Pauvre Victor! tu quittes des amis bien tendres il est vrai; mais tu vas trouver un père.... un père! oui, Victor, un père qui peut devenir tendre aussi et sensible. Ne l'a-t-il pas fait mettre sur son portrait, cette légende consolante pour toi: Je sais aussi connaître la nature. Alors il regardait avec intérêt ta mère, qui te nourrissait de son lait; il l'adorait, cette mère infortunée; il t'aimait aussi, et ta perte a été pour lui le plus grand des malheurs. C'est dans l'espoir de te retrouver, qu'au bout de dix-huit années, il vient encore de persécuter madame Germain; s'il l'avait en son pouvoir, les premiers mots qu'il lui adresserait seraient ceux-ci: Madame, rendez-moi mon fils; vous savez où est mon fils, madame, rendez-le-moi.... Il peut donc encore être père; et quelque scélérat qu'on soit, il est rare qu'on ne se rende pas au cri touchant de la nature. Que vas-tu lui demander d'ailleurs, Victor? qu'il fasse son propre bonheur en faisant le tien. Tu veux qu'il abandonne le sentier dangereux du crime, pour prendre un état plus doux, plus estimable, plus sûr; une honnête aisance, quelque considération et les embrassemens d'un fils, voilà ce que tu vas lui proposer; peut-il refuser un sort qui fixe à-la-fois sa tranquillité et la tienne?.... Mais que dis-je? ai-je donc oublié que cet homme, qui sait connaître la nature, a massacré la femme qu'il avait trompée, séduite et déshonorée? Ai-je donc oublié que ce monstre fut l'effroi de son pays, comme il en est l'horreur? Puis-je lui pardonner d'avoir donné la vie à un être qu'il destinait peut-être à son infâme métier?

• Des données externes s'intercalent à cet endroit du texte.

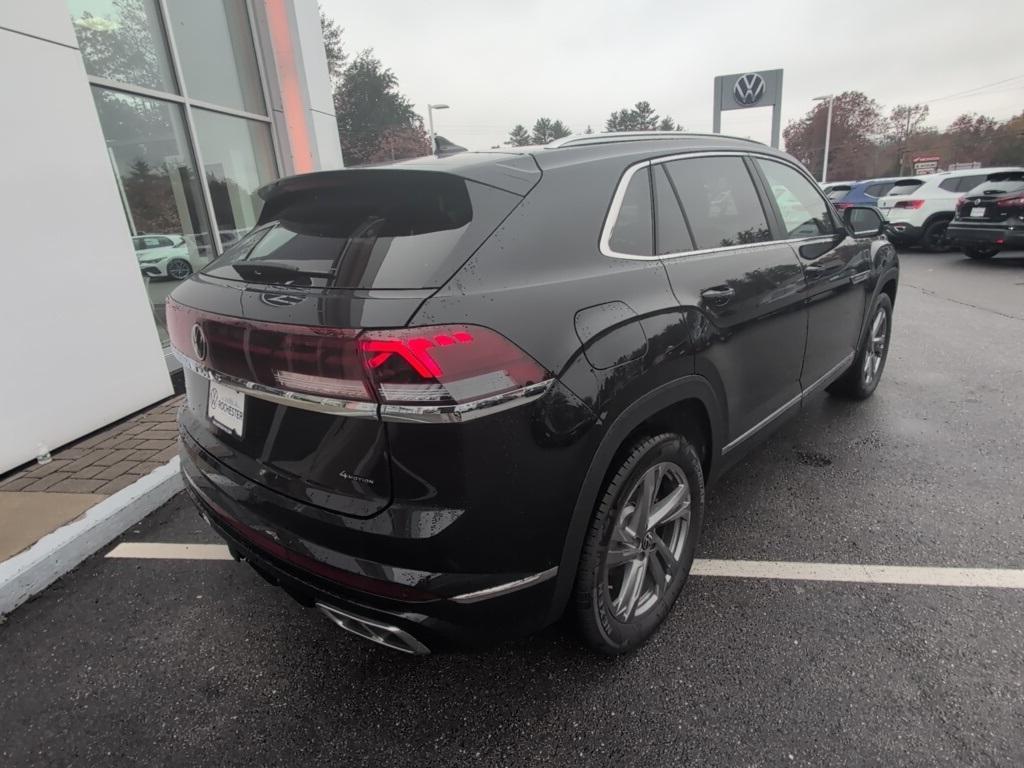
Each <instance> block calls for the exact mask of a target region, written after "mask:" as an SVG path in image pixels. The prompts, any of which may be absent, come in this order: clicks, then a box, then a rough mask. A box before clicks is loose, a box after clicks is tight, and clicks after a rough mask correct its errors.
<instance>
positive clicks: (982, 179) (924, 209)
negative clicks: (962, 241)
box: [879, 168, 1022, 251]
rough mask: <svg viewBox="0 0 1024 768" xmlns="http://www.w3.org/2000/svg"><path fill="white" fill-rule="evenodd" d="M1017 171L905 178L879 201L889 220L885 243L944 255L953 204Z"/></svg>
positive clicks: (951, 220) (896, 185)
mask: <svg viewBox="0 0 1024 768" xmlns="http://www.w3.org/2000/svg"><path fill="white" fill-rule="evenodd" d="M1019 170H1022V169H1020V168H972V169H970V170H964V171H946V172H945V173H934V174H931V175H928V176H907V177H906V178H901V179H899V180H898V181H896V183H894V184H893V187H892V189H890V190H889V194H888V195H886V196H884V197H882V198H879V210H880V211H881V212H882V215H883V216H885V217H886V218H888V219H889V239H890V240H891V241H892V242H893V243H895V244H896V245H898V246H918V245H920V246H922V247H923V248H926V249H928V250H930V251H944V250H946V249H947V248H949V246H950V244H949V242H948V241H947V240H946V227H947V226H948V225H949V222H950V221H952V218H953V215H954V214H955V212H956V201H957V200H959V198H961V196H963V195H966V194H967V193H968V191H969V190H971V189H973V188H974V187H976V186H977V185H978V184H981V183H984V182H985V181H987V180H988V179H989V178H990V177H991V175H992V174H995V173H1006V172H1007V171H1019Z"/></svg>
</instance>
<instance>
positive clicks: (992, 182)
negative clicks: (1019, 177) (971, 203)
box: [968, 180, 1024, 196]
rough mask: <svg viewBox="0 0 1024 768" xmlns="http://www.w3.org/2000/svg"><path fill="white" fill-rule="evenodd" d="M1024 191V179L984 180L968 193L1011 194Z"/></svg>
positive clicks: (987, 193) (997, 194) (1005, 194)
mask: <svg viewBox="0 0 1024 768" xmlns="http://www.w3.org/2000/svg"><path fill="white" fill-rule="evenodd" d="M1018 191H1024V181H999V180H995V181H983V182H981V183H980V184H978V185H977V186H976V187H974V188H973V189H972V190H971V191H969V193H968V195H969V196H970V195H1011V194H1012V193H1018Z"/></svg>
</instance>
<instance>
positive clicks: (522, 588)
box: [449, 565, 558, 604]
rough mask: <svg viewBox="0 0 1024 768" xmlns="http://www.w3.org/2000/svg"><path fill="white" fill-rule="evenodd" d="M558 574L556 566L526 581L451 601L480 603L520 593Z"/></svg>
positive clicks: (527, 578)
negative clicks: (483, 601) (484, 600)
mask: <svg viewBox="0 0 1024 768" xmlns="http://www.w3.org/2000/svg"><path fill="white" fill-rule="evenodd" d="M557 574H558V566H557V565H555V566H554V567H551V568H548V569H547V570H542V571H541V572H540V573H534V574H532V575H528V577H525V578H524V579H517V580H516V581H514V582H508V583H506V584H499V585H498V586H497V587H488V588H487V589H484V590H477V591H476V592H467V593H465V594H463V595H456V596H455V597H450V598H449V600H451V601H452V602H456V603H463V604H467V603H478V602H480V601H481V600H489V599H490V598H493V597H500V596H502V595H507V594H509V593H511V592H518V591H519V590H523V589H526V588H527V587H532V586H534V585H535V584H541V583H542V582H546V581H548V580H549V579H554V578H555V575H557Z"/></svg>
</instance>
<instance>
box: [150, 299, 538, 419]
mask: <svg viewBox="0 0 1024 768" xmlns="http://www.w3.org/2000/svg"><path fill="white" fill-rule="evenodd" d="M167 327H168V331H169V333H170V337H171V345H172V346H173V347H174V348H175V349H176V350H177V351H178V353H179V354H182V355H184V356H185V357H188V358H190V359H193V360H195V361H197V362H199V364H201V365H203V366H204V367H206V368H208V369H210V370H212V371H215V372H217V373H221V374H226V375H228V376H232V377H236V378H238V379H242V380H244V381H251V382H254V383H256V384H263V385H266V386H269V387H273V388H276V389H283V390H286V391H289V392H298V393H301V394H312V395H319V396H325V397H333V398H339V399H353V400H365V401H374V400H377V401H379V402H383V403H403V404H419V406H445V404H460V403H465V402H471V401H473V400H479V399H482V398H484V397H490V396H494V395H499V394H503V393H505V392H509V391H512V390H514V389H519V388H521V387H524V386H527V385H529V384H535V383H538V382H541V381H544V380H546V379H548V378H549V376H550V375H549V374H548V372H547V371H545V370H544V368H542V367H541V366H540V365H539V364H538V362H537V361H536V360H535V359H534V358H532V357H530V356H529V355H527V354H526V353H525V352H523V351H522V350H521V349H519V347H517V346H516V345H515V344H513V343H512V342H511V341H509V340H508V339H506V338H505V337H504V336H502V335H501V334H498V333H496V332H494V331H490V330H489V329H486V328H479V327H477V326H430V327H424V328H408V329H397V330H394V331H358V330H347V329H334V328H318V327H317V328H308V327H305V326H292V325H279V324H270V323H260V322H258V321H250V319H237V318H233V317H225V316H222V315H217V314H210V313H207V312H201V311H199V310H196V309H191V308H189V307H185V306H182V305H181V304H178V303H177V302H175V301H172V300H170V299H168V301H167ZM196 328H199V329H200V330H201V334H200V336H201V338H200V345H199V346H200V347H201V348H199V349H197V344H196V336H195V334H194V329H196Z"/></svg>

Est-ce un bienfait que cette existence douloureuse qu'il a donnée à Victor, quand il la souille par la réflexion de ses crimes, quand la naissance de Victor le bannit, pour ainsi dire, d'une maison où les êtres les plus vertueux lui avaient tendu une main généreuse; quand cette naissance infamante le prive d'une épouse chérie, d'un bienfaiteur respectable, et répand peut-être le voile sinistre du malheur sur sa vie entière?... Non, Roger n'est point un père! il ne peut être susceptible de tendresse ni de retour; il n'a pas même de droits sur le cœur d'un fils; il doit le voir, non comme un fils chéri, mais comme un homme jeté par hasard sur la terre; un homme!.... envers qui il est comptable, et de l'existence qu'il lui a donnée sans le vouloir, sans le savoir; et des malheurs qu'il a jetés avec la vie sur cet homme infortuné.
Telles sont les réflexions que Victor fait en marchant, réflexions qui redoublent son courage, son indignation pour Roger, et le déterminent à aborder ce chef de voleurs, ainsi qu'on le verra dans le chapitre suivant.